To the Editor:
I am writing this letter in response to Mr. Hofer’s (President of the New Jersey Coalition of Lake Associations) of Nov. 5.
Mr. Hofer must stand corrected when he states “the people who live in lake communities, like Ms. Gorman.” Lake Neepaulin is not a designated “lake community.”
This was well-clarified in 1981 in legal action decided by retired Judge Reginald Stanton on page 31 of his decision ruling he was “terminating the neighborhood scheme” and “all of the obligations of the property owners to contribute to, in accordance with their deeds.” This became effective Feb. 18, 1983.
To be clear, there is no criticism of the “volunteers” and their dedication to their communities. However, forcing people to “volunteer” by paying dues for something they are legally protected from doing is another story.
Placing liens on the homes of people, especially during a pandemic, is heartless. S908 puts protections from those liens in place.
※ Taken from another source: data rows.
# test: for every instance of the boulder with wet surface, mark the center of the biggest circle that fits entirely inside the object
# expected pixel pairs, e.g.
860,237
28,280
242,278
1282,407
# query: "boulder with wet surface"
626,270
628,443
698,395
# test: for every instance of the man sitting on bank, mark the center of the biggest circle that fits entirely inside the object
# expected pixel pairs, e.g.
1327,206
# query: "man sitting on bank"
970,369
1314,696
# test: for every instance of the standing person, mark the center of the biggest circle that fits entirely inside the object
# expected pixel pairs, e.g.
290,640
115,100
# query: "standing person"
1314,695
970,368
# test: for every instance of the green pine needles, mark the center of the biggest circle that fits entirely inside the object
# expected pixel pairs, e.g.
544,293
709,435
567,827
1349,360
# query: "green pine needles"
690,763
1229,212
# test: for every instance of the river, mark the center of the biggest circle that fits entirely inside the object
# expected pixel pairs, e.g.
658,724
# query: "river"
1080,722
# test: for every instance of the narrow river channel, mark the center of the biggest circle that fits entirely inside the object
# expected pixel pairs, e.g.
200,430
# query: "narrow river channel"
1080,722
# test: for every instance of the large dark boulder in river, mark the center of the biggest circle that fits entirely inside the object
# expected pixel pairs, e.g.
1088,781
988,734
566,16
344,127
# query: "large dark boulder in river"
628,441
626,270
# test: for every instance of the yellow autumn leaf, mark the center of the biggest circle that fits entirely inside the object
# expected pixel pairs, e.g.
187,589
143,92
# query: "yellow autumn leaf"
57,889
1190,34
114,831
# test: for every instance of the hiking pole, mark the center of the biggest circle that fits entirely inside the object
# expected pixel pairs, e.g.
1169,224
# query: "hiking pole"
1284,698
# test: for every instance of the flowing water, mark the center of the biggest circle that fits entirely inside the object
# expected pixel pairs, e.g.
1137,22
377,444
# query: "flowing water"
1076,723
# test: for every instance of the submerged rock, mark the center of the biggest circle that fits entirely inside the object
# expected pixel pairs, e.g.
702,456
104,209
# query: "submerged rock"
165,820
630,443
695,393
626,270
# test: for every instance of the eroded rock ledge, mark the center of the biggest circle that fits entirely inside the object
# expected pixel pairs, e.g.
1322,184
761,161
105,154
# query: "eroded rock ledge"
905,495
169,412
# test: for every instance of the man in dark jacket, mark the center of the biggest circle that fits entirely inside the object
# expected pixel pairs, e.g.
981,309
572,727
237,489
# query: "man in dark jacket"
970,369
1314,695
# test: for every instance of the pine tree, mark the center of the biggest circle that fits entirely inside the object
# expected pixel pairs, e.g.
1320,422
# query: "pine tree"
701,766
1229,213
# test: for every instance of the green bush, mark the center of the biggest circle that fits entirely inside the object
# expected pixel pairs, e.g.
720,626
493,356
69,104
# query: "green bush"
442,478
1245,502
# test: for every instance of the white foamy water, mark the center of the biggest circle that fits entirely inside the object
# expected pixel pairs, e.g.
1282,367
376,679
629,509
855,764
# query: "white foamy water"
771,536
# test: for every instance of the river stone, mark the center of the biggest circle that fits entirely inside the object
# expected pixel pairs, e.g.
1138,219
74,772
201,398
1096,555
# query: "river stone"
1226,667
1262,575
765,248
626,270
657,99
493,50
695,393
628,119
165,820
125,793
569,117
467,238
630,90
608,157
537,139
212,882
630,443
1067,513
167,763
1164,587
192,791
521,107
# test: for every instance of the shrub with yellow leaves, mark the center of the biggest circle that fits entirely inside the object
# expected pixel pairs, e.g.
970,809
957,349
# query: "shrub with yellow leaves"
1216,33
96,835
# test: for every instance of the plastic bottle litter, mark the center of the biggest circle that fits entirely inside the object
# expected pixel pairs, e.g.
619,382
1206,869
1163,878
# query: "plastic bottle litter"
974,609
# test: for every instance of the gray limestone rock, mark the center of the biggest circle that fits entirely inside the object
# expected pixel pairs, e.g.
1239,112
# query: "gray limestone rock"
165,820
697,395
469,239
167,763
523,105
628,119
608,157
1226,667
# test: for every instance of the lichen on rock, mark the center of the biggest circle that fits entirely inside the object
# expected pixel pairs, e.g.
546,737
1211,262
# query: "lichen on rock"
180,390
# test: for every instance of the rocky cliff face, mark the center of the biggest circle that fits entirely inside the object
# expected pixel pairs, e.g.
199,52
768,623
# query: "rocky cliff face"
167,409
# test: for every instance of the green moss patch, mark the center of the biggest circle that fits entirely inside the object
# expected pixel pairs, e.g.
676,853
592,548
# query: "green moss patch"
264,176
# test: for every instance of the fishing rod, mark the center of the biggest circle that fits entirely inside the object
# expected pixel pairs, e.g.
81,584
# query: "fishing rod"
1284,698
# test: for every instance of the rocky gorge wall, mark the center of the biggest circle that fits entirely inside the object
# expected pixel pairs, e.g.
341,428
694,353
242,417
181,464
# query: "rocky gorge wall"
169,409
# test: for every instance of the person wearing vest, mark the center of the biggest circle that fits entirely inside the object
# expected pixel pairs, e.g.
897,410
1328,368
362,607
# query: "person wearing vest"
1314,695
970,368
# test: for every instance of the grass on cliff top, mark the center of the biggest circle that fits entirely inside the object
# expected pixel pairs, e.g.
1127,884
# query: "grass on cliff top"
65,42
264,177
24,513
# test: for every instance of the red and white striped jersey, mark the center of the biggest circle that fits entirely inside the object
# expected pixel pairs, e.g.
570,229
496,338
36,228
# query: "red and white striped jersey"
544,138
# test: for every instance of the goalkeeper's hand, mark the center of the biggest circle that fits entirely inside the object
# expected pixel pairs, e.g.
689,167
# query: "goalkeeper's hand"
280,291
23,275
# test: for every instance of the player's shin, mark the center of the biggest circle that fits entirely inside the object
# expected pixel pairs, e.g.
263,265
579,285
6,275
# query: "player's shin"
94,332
Actually, it is in the best interests of the entire municipality if the dams and lakes are maintained. Otherwise it could become what’s called the “blight in the neighborhood” theory. “Blight” does not end at the property line of the lake community. That “blight” affects the property values of the entire municipality.
So, Mr. Hofer, carry on representing NJCOLA. No one asked you not to. What is asked is to follow and respect the new law and to follow existing law, especially State Statute 40:56-27. Assessments proportionate to benefits; not to exceed benefits which states benefit must be real and peculiar. Not one’s interpretation and search for loopholes to skip around it.
The 24th District Office has worked tirelessly to right the wrongs of organizations, such as NJCOLA, that inflict arbitrary and capricious assessments on properties of homeowners that happen to be near lakes and more importantly, are deed protected from such assessments.